It’s important to “de-mystify” some of the more common videography terms, and we hope this glossary will help. We’re not going to be discussing anything overly technical–we just want to look at some vocabulary that is likely to come up in a conversation.
An aspect ratio is really just the shape of a video. If it’s a purely square video, the aspect ratio will be 1:1. You’re likely used to seeing video in the format of a standard television widescreen: this is 16:9. You might also see mobile-friendly vertical videos that are the opposite: 9:16. Which aspect ratio is used in a video all depends on the context the video will be used in.
Let’s say the main feature of your video is an interview subject. The “A-Roll” in this situation would be the interview shot itself. The B-roll is any footage that is used to supplement the main footage. If your interview subject, for example, is talking about making a coffee, an appropriate B-roll shot would be somebody physically making a coffee. Having good B-roll not only expands the visual language of the video, but it also gives the video editor more freedom to creatively arrange the main interview.
A “tight shot” is something that is very close to the subject, and a “wide angle” is the opposite: a shot that includes a lot of peripheral information. In a tight shot of a coffee cup, you’ll likely just see the coffee cup. In a wide angle, you will see the coffee cup and all its surroundings: the coffee table, the couches around it, and the room itself.
A lower third is usually text and graphics that appear in the bottom “third” segment of the screen. Typically, this will be used to connotate somebody’s name and position–helping the viewer know who’s talking to them.
This is a tried and true method of lighting an interview subject in a video. Like the name implies, three-point lighting has three different sources of light being used on the interview subject: a “key light” that shines directly on the subject, a “fill light” that eliminates harsh shadows, and a “backlight” that gives some contrast between the subject and the background.
Depth of field
In layman’s terms, depth of field describes how “focused” a shot looks. With a “shallow” depth of field, the subject of a shot will appear in full detail, while the background will be blurry (bokeh). In a “deep” depth of field, the subject and the background will appear in the shot with equal clarity.

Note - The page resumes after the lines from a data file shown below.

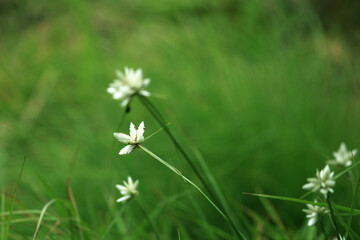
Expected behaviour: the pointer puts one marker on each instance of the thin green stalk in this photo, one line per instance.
(332, 214)
(112, 223)
(148, 219)
(41, 217)
(2, 210)
(356, 191)
(13, 200)
(191, 183)
(158, 117)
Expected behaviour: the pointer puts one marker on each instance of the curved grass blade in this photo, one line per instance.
(172, 168)
(6, 231)
(42, 215)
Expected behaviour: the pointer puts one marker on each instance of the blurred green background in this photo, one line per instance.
(266, 90)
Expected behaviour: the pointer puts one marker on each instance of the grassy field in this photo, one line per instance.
(259, 89)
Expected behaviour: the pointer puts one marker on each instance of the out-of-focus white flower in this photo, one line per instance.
(128, 84)
(343, 156)
(128, 190)
(339, 238)
(133, 140)
(323, 182)
(313, 213)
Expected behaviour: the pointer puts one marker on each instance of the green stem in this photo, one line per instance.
(356, 191)
(13, 201)
(148, 219)
(332, 214)
(158, 117)
(172, 168)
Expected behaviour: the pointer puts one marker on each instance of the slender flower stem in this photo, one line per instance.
(148, 219)
(332, 215)
(158, 117)
(172, 168)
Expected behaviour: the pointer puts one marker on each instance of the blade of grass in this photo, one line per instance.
(191, 183)
(7, 226)
(332, 215)
(41, 216)
(74, 205)
(3, 210)
(112, 223)
(148, 219)
(158, 117)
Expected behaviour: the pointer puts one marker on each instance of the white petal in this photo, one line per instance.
(145, 93)
(132, 131)
(312, 221)
(124, 198)
(146, 82)
(121, 137)
(120, 187)
(136, 183)
(130, 181)
(119, 74)
(125, 102)
(140, 132)
(127, 149)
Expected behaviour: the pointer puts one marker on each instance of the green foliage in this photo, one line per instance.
(258, 87)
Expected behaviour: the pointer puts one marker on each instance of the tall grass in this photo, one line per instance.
(262, 91)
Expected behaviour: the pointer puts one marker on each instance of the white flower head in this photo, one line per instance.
(323, 182)
(128, 84)
(343, 156)
(128, 190)
(313, 213)
(339, 238)
(133, 140)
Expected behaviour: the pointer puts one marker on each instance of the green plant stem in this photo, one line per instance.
(172, 168)
(158, 117)
(43, 211)
(332, 214)
(13, 200)
(112, 223)
(148, 219)
(356, 192)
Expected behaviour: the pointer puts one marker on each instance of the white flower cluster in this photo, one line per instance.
(343, 156)
(128, 190)
(324, 182)
(313, 212)
(133, 140)
(128, 84)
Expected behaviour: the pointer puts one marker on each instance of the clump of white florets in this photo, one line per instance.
(313, 212)
(343, 156)
(128, 190)
(323, 183)
(133, 140)
(128, 84)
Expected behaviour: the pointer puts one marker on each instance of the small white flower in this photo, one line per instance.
(128, 84)
(313, 213)
(128, 190)
(133, 140)
(323, 182)
(339, 238)
(343, 156)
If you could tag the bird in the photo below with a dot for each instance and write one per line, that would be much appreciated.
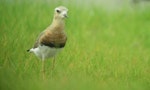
(53, 39)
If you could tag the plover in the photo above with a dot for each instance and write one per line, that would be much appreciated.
(53, 38)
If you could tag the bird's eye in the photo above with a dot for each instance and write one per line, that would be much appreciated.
(58, 11)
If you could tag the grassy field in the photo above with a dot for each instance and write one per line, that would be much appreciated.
(105, 50)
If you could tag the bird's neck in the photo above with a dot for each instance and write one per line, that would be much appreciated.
(58, 24)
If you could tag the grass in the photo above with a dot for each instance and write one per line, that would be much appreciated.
(105, 50)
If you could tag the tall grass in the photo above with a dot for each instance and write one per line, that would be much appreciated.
(105, 50)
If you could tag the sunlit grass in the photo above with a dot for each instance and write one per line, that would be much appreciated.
(105, 50)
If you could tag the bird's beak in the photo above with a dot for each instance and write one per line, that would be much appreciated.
(65, 15)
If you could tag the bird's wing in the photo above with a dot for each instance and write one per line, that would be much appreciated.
(37, 43)
(53, 39)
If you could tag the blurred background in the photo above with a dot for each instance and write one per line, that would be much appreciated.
(108, 45)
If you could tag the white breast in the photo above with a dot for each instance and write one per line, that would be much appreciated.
(44, 52)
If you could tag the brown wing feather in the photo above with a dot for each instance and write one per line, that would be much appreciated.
(56, 38)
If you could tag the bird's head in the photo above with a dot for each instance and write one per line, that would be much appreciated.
(60, 12)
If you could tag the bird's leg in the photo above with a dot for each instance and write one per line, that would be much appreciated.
(53, 63)
(43, 68)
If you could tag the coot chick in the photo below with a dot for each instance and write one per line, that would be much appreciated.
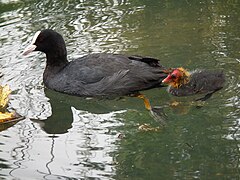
(184, 83)
(99, 74)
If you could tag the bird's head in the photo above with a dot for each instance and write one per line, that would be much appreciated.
(47, 41)
(177, 77)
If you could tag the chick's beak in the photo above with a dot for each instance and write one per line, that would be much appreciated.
(167, 79)
(29, 49)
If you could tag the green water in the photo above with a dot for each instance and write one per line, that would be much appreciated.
(65, 137)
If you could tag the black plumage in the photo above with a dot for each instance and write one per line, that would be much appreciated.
(99, 74)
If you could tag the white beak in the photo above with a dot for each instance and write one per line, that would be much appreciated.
(30, 48)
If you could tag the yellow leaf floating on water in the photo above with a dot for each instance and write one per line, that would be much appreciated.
(6, 116)
(4, 95)
(147, 127)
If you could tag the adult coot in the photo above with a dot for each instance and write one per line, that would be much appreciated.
(99, 74)
(184, 83)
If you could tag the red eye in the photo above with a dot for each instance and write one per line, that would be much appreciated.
(173, 76)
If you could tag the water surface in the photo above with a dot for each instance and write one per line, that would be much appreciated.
(69, 137)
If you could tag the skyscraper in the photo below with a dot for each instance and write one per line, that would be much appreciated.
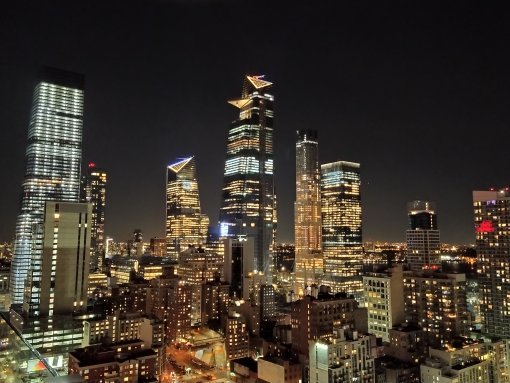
(307, 212)
(93, 191)
(53, 159)
(249, 203)
(185, 224)
(492, 230)
(341, 226)
(58, 278)
(423, 244)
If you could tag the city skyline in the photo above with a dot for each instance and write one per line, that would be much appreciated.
(440, 103)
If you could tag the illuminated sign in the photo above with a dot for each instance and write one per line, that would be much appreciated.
(485, 227)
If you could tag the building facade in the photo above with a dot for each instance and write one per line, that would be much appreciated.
(185, 223)
(384, 301)
(248, 201)
(492, 230)
(93, 191)
(53, 159)
(346, 357)
(57, 281)
(309, 265)
(423, 243)
(437, 302)
(342, 239)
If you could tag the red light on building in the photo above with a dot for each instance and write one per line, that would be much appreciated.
(485, 227)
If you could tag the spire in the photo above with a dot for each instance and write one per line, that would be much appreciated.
(180, 164)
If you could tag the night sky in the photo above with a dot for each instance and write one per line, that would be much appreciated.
(418, 94)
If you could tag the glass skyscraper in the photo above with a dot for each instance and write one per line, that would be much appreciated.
(249, 203)
(53, 158)
(492, 233)
(307, 212)
(185, 224)
(93, 191)
(341, 227)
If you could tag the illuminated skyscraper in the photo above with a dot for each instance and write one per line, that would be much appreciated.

A “shallow” depth of field is often what viewers call “cinematic”.
Simply put, bokeh is a deliberately out-of-focus background. When the subject of a shot is captured using a shallow depth of a field, the background appears soft, fluid, and blurred. This can be used to direct attention to your subject and create a high contrast.
This is a microphone that is used for capturing audio in a video shoot. It is distinct from other microphones, as it is always fixed on a pole or stand (usually above the subject). The microphone is high quality, and completely out of sight. The audio is transmitted through a cable to the camera.
Typically, we just call this a “lav”: it’s a small microphone that is attached physically to the subject, usually on a collar. The audio is transmitted wirelessly to the camera.
A tripod, like the name suggests, is a stand with three feet that usually is used to hold a camera. Using a tripod, instead of operating a camera hand-held, allows for a more stable shot.
C-stands are glorified tripods: three-legged, metal stands that are used to hold microphones and lighting. They are heavy and stable, keeping bulky equipment safely out of sight.
Gels, or “colour filters”, are coloured materials we place in front of lights to change the way the light appears. They’re like tinted sunglasses for our shot–they can change the way the lights interact with our subject.
A slider is a device that moves a camera along a track horizonatally from one position to the next. This can be used for subtle camera panning that looks buttery smooth to the viewer.
When we refer to a “gimbal“, we’re talking about a camera that is completely stabilized by a motorized gimbal system. The gimbal itself ensures there isn’t shaking or camera vibration in a shot, and allows smooth movement in pans and tracking shots.
Drones allow us to capture aerial footage–shots from vantage points previously impossible. Think sweeping, high-altitude panoramic shots–these are all accomplished by this little flying camera.